Companies are trying to figure out what working remotely will look like long-term.
Facebook expects half of its workforce to work remotely within the next 10 years. That can mean both positives and negatives.
“We actually have the ability to diversify the workforce in a way we never really could before, because of the constraints that are around housing,” said Jennifer Stojkovic, Executive Director at sf.citi, a nonprofit organization developed to empower the San Francisco tech community to have a voice in local policy decisions.
Some of the positives include diversity, flexibility, cheaper cost of living, and work-life balance.
Many companies could end up following in the footsteps of big tech and going with a corporate head office and communal space for teams to get together.
“Right now, that getting together might look like once a week, but if these teams start to decentralize, that getting together might look like once a month the entire team flies in,” said Stojkovic.
Some workers may not work well at home.
“There are a range of taxing mental health issues arising from COVID-19 and working from home for prolonged periods of time is one of them,” said Dr. Jason Rao at Cornell University.
JPMorgan Chase just announced productivity and creativity at the company have taken a hit. Some of their employees are being required to return to offices next week.
Salary experts say you may be able to use long-term remote work as a negotiation tool if your company freed salaries or had cuts or furloughs.

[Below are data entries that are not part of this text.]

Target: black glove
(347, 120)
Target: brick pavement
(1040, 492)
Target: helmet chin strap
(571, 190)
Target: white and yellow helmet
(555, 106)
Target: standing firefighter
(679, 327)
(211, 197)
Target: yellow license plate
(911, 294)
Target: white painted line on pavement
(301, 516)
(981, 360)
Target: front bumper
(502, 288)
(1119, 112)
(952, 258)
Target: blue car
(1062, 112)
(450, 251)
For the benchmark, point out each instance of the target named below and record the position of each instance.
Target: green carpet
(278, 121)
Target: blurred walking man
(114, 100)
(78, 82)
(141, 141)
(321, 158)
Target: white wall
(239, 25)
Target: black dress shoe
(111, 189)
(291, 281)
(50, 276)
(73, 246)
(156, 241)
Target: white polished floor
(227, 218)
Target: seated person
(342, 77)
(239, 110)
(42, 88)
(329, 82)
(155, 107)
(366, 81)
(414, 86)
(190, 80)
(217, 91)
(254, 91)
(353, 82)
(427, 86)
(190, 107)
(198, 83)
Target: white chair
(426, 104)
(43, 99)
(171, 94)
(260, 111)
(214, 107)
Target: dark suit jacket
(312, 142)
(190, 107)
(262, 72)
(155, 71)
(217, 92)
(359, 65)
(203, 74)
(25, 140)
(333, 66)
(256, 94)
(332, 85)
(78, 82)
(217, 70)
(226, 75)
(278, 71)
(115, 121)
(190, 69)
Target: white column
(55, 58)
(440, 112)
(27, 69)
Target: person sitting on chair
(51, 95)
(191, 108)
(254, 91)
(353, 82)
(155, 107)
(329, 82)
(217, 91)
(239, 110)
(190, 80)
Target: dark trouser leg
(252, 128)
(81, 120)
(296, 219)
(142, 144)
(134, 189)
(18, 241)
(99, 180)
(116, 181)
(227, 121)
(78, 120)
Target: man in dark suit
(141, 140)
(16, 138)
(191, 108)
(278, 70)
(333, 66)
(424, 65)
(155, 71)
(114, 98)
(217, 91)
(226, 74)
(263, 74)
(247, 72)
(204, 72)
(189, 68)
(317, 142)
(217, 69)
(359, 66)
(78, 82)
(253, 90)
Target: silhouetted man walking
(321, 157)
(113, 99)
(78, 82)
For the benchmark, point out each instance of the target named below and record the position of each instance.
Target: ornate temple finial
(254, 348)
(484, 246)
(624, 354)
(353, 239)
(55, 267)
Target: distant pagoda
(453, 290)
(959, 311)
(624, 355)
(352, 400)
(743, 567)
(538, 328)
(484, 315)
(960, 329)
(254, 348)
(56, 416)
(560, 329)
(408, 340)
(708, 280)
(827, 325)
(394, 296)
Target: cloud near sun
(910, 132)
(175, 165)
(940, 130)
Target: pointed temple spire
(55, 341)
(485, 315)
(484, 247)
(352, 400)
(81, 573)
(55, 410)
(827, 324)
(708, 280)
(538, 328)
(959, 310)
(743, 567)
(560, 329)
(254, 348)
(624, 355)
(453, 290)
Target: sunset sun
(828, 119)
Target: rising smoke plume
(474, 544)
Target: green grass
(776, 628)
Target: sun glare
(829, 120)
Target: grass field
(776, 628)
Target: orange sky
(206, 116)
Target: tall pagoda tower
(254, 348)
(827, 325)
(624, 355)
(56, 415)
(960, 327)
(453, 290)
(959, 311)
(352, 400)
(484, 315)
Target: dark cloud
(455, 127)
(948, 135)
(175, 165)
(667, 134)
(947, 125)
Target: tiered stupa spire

Senior managers are worried about retaining top talent.
“From the get-go, we're seeing it advertised, companies that are giving us openings and reacquisitions to work on are talking about it right away,” said Paul McDonald, Senior Executive Director at Robert Half.
If you're changing jobs and starting remotely, job experts say it’s important to ask about the long-term – if the position will stay remote, be hybrid or will eventually return to the office full-time.